G20 原油、当面安値圏で推移か

 

 G20財務相・中央銀行総裁会議では、金融市場の混乱要因の一つになっている原油安についても議題に上る見通しだ。だが仮にG20が原油安に懸念を示したとしても、経済制裁が解除されたイランが増産凍結に否定的な態度を示すなど主要産油国が生産調整で結束するのは困難な状況だ。このため市場では、原油価格は当面安値圏で推移するとの見方が多い。

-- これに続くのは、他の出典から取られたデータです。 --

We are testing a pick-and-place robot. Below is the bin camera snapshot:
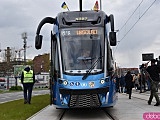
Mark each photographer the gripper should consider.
[145,59,160,106]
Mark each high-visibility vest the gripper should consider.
[23,70,33,83]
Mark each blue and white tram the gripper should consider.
[35,1,117,108]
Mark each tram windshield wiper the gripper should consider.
[82,56,103,80]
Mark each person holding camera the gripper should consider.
[145,59,160,106]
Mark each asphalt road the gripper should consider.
[0,90,49,103]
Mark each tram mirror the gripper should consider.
[35,35,43,49]
[109,31,117,46]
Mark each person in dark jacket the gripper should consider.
[146,59,160,106]
[125,71,134,99]
[21,66,35,104]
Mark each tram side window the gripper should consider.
[107,44,113,74]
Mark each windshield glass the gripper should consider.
[60,27,104,73]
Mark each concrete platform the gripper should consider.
[28,90,160,120]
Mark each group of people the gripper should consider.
[116,59,160,106]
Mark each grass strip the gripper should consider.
[0,94,49,120]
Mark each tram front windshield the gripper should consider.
[60,27,104,74]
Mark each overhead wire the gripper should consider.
[114,0,157,53]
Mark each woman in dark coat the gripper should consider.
[125,71,134,99]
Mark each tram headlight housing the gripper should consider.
[100,79,105,84]
[63,80,68,86]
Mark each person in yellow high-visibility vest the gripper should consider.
[21,66,35,104]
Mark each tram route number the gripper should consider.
[61,29,98,36]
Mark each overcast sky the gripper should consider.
[0,0,160,67]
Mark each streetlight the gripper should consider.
[22,32,27,64]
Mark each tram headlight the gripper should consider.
[100,79,105,84]
[63,80,68,86]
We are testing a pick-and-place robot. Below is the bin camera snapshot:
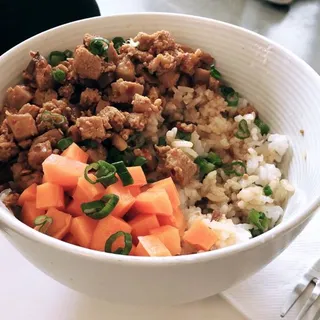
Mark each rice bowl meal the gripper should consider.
[0,30,294,257]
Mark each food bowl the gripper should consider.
[0,13,320,305]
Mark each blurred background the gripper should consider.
[97,0,320,73]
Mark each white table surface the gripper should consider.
[0,234,246,320]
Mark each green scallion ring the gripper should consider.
[81,194,119,220]
[226,91,239,107]
[112,161,133,187]
[57,137,73,151]
[104,231,132,255]
[133,157,148,167]
[210,64,222,80]
[48,51,66,67]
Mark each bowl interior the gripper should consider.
[0,14,320,241]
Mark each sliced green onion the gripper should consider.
[176,130,191,141]
[41,110,67,125]
[57,137,73,151]
[104,231,132,255]
[133,157,148,167]
[34,215,53,233]
[52,69,66,83]
[48,51,66,67]
[223,161,247,177]
[84,160,118,187]
[210,64,221,80]
[127,133,146,149]
[63,49,73,58]
[220,85,235,98]
[194,156,216,175]
[81,194,119,220]
[254,118,270,135]
[226,91,239,107]
[113,161,133,186]
[206,152,223,168]
[235,119,250,140]
[263,185,272,197]
[248,209,269,233]
[112,37,126,52]
[88,37,109,56]
[158,137,167,146]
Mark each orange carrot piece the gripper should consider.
[127,185,141,197]
[151,177,180,208]
[61,142,89,163]
[62,233,78,246]
[46,208,72,240]
[70,216,98,248]
[21,200,46,228]
[18,183,37,207]
[133,189,173,216]
[90,215,132,251]
[65,199,85,217]
[150,226,181,256]
[36,182,64,209]
[42,154,87,188]
[127,166,147,187]
[72,173,105,203]
[135,235,171,257]
[129,244,137,256]
[128,214,160,238]
[183,220,218,251]
[105,180,135,218]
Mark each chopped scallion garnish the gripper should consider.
[84,160,117,187]
[133,157,148,167]
[210,64,221,80]
[112,161,133,186]
[235,119,250,140]
[57,137,73,151]
[104,231,132,255]
[81,194,119,220]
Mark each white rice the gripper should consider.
[166,87,294,249]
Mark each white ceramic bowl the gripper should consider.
[0,13,320,305]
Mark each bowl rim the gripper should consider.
[0,12,320,267]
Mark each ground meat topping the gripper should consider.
[109,79,144,103]
[157,146,198,186]
[5,85,33,109]
[76,116,110,141]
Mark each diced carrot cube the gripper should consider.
[135,235,171,257]
[61,142,89,163]
[42,154,87,188]
[150,226,181,256]
[72,173,105,203]
[128,214,160,238]
[21,200,46,228]
[18,183,37,207]
[90,215,132,251]
[105,180,135,218]
[70,216,98,248]
[36,182,64,209]
[65,199,85,217]
[183,220,218,251]
[46,208,72,240]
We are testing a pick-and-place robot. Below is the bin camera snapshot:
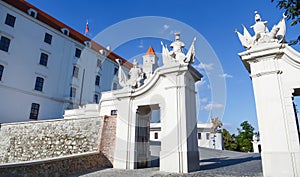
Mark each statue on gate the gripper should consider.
[235,11,286,50]
[116,59,144,88]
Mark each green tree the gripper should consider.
[235,121,254,152]
[271,0,300,45]
[222,128,238,151]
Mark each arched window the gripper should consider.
[29,103,40,120]
[34,77,44,92]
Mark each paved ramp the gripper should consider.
[71,143,262,177]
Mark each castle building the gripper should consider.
[0,0,131,123]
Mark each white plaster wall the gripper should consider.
[0,1,122,123]
[239,43,300,176]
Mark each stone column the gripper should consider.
[160,65,200,173]
[239,42,300,176]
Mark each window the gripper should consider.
[5,14,16,27]
[198,133,201,140]
[206,133,209,140]
[29,103,40,120]
[0,65,4,81]
[94,94,99,104]
[34,77,44,91]
[70,87,76,98]
[114,68,119,75]
[154,132,158,140]
[97,60,102,68]
[27,8,37,18]
[61,28,70,36]
[95,76,100,86]
[73,66,79,78]
[75,48,81,58]
[0,36,10,52]
[44,33,52,44]
[113,83,118,90]
[110,110,118,116]
[40,53,48,66]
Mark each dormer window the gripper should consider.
[27,8,37,18]
[99,49,106,55]
[84,41,92,48]
[61,28,70,36]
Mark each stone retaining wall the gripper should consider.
[0,117,103,164]
[0,152,108,177]
[0,116,116,176]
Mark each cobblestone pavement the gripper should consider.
[70,148,262,177]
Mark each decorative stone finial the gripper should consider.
[235,11,286,50]
[254,11,261,22]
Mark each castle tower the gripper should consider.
[143,46,158,78]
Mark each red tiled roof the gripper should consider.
[2,0,132,68]
[146,45,156,55]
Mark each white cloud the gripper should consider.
[138,40,144,48]
[195,79,206,88]
[163,24,170,30]
[199,97,208,103]
[203,103,224,111]
[220,73,233,79]
[195,62,214,70]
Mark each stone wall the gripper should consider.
[0,152,108,177]
[0,116,116,177]
[99,116,117,164]
[0,117,103,164]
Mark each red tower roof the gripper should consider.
[146,45,156,55]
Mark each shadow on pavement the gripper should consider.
[200,156,261,170]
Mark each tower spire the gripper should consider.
[146,45,156,55]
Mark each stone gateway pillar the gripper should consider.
[238,12,300,177]
[100,34,202,173]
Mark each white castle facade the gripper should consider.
[0,0,130,123]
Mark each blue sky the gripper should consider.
[27,0,300,133]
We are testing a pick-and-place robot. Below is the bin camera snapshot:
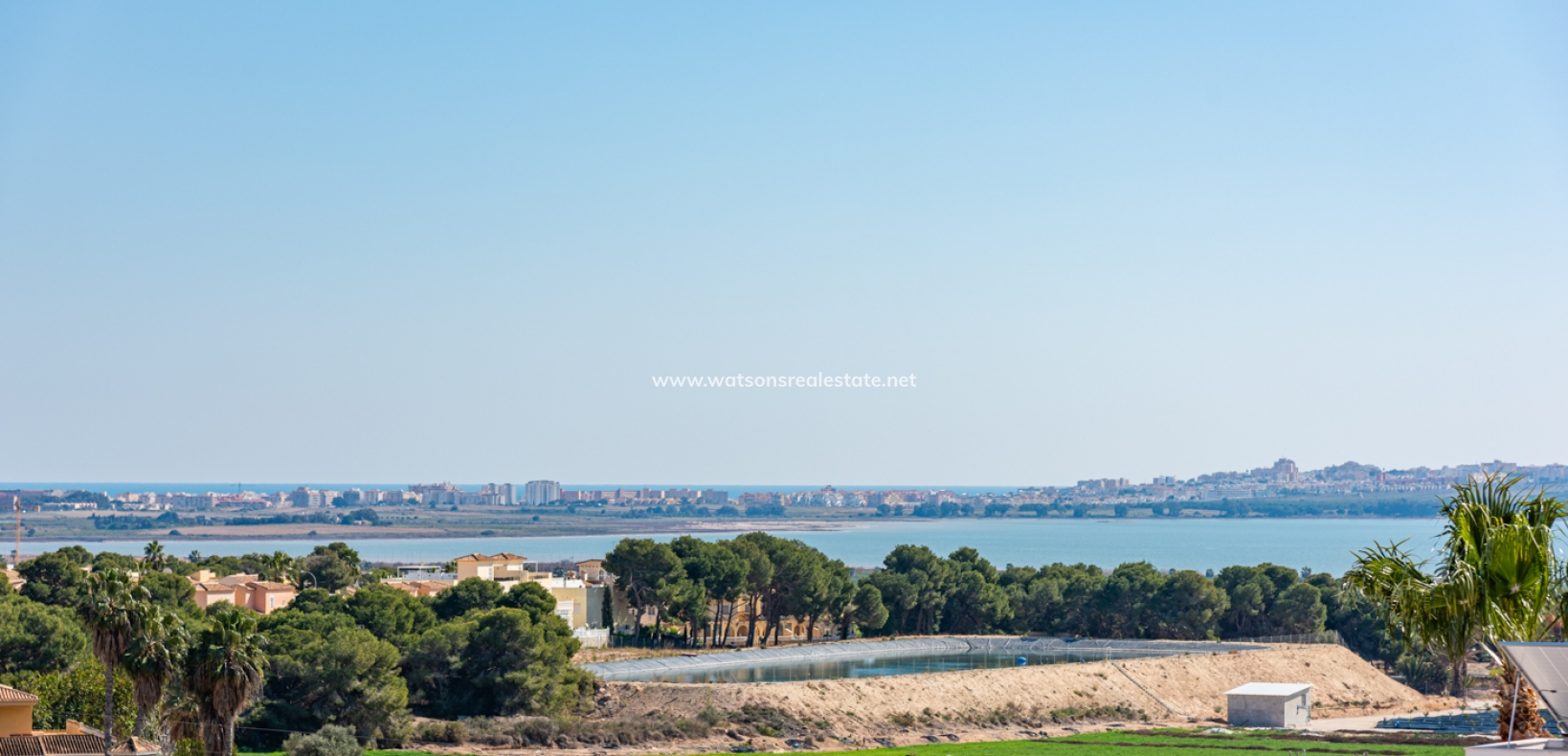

 G20では石油輸出国機構(OPEC)を主導するサウジアラビアや、非加盟国の米国、ロシアなども含めた主要産油国を中心に、供給過剰の解消に向けた取り組みが議論される。

 すでにサウジやロシアなど4カ国は16日、他の産油国の参加を条件に1月の生産量の維持で合意した。

 しかし、イランのザンギャネ石油相が23日、日量1000万バレル超と過去最高水準の生産を続けるサウジとロシアの増産凍結案を「ジョークに近い」と否定した。産油国の足並みはそろっておらず、G20が打てる手も乏しい。

 また、市場は高水準が続く生産量の維持ではなく、さらに踏み込んだ減産を求めているが、サウジのヌアイミ石油鉱物資源相は23日、「減産は見込んでいない」と断言した。

 国際エネルギー機関(IEA)の最新予測では、2016年は110万バレルの供給過剰が続く。石油天然ガス・金属鉱物資源機構の野神隆之主席エコノミストは「G20は原油価格に影響を及ぼさない」とした上で、当面1バレル=25~40ドル台の安値圏が続くと予想する。